Last week was a very challenging week for me and my daughter. The earlier part of the week, she came home with a low-grade fever which quickly progressed to something serious. On Tuesday, we went to see her Pediatrician and she was sent home with a regimen to take aspirin (liquid form) three times a day for two days and if her fever did not break we were to return to the office.
On Thursday, we returned with a temp of 101.9 and mild dehydration, and she was given a dose of antibiotic (aggressive) by way of an injection. As of Friday morning her fever remained so we were sent to the ER for her to possibly be admitted. Several hours after entering the ER, she was admitted with a diagnosis of tonsillitis, an abscess (infected mass on her tonsil), dehydration, and a fever.
As a single mother, that works and attends college full-time it has been a challenge but a blessing to have had the strength, perseverance, love, and support from my family and loved ones to make it through. While my daughter is only three years old, she has never been admitted into the hospital at least not overnight. This was very scary for me, because while I have a support system most of them are hours away.
There is nothing more disturbing and frightening than having a little one in pain with IVs, healthcare providers poking, checking, monitoring your child and all awhile your child is begging for your protection. I stopped counting how many times I had to reassure and apologize to my daughter for having to go through the pains that came with her treatment in the hospital. I spent much of the time reassuring her that mommy would never do anything to intentionally hurt her and the things the nurses and doctors were doing were so that she would feel better. It is always interesting me how hospitals are supposed to be where the sick are to rest and heal, but it seems that is where you get the least rest.

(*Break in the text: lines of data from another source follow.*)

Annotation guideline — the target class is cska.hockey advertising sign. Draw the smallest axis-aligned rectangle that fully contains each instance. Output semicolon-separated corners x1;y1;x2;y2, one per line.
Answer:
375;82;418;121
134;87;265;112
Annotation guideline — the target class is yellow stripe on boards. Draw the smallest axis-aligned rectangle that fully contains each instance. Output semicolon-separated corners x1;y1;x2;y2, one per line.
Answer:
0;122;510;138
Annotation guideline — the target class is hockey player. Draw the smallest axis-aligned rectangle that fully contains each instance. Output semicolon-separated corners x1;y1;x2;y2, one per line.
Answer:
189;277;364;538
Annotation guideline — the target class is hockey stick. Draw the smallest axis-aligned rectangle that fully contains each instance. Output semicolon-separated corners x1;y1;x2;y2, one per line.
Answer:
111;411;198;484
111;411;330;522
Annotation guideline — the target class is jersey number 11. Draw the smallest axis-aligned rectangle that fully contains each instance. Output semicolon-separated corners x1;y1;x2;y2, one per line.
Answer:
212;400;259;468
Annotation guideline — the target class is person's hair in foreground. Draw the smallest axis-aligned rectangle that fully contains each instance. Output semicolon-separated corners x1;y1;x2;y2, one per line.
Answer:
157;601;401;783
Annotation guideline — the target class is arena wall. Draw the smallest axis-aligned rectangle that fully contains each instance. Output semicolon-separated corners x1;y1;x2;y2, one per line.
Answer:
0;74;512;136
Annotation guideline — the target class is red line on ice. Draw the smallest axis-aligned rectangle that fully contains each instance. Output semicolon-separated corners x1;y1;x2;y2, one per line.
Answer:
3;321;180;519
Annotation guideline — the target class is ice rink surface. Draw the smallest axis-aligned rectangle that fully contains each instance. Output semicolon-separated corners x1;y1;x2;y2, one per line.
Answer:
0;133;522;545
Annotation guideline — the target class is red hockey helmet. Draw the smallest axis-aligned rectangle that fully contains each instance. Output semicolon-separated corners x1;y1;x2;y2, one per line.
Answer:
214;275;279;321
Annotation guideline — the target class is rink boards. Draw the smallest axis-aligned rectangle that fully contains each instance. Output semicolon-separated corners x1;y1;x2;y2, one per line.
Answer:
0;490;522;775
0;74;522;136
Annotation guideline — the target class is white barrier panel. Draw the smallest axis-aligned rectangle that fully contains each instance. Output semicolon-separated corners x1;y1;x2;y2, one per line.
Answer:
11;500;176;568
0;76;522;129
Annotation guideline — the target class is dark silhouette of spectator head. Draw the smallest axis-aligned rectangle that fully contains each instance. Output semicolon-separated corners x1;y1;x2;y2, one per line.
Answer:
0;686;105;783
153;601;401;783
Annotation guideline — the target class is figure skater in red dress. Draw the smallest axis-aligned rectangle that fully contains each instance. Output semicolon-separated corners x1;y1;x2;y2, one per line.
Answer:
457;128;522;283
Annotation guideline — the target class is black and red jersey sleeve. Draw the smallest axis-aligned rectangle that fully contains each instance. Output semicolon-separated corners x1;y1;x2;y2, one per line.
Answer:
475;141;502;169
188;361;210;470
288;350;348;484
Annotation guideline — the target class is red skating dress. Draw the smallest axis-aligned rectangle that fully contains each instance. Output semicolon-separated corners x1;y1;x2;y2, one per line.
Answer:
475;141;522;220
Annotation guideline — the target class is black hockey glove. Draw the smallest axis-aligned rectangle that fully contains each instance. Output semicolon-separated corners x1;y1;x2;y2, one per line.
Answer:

For a week, we went through her being ill and finally we are near amends and under her doctor’s care. I am fortunate enough to have built a dependable employment track record with my employer so they have been flexible and understanding about my time away and have allowed me to do some work from home. With my daughter at home, I am thankfully and humbly blessed! To get me through, I had a dear friend and her mother visit us and had Goldfish in hand for my Poo and a bag of snickers for me. My family, friends and co-workers checked on us and sent their prayers and the most awesome team at Children’s Healthcare of Atlanta watched my Poo so I could visit the library to rent movies for me and my daughter, stroll, and take a snack break in the Cafe’. Without these people, I was able to get through this obstacle. My instructor gave me an extension for my assignments and I so I had some reprieves all around.
I am also thankful for followers who follow and support me here. I also hope that my words about my recent experience as a single mommy helps to motivate other like parents and encourage them when you are faced with hard times, friends, family and God (not in that order) are there to hold and support you. It is all so humbling when you have no control and have to give it all to God to take care of a direct. Be blessed and I will try to commit more time to personal self and to my followers at darkskinisbeautiful.wordpress.com.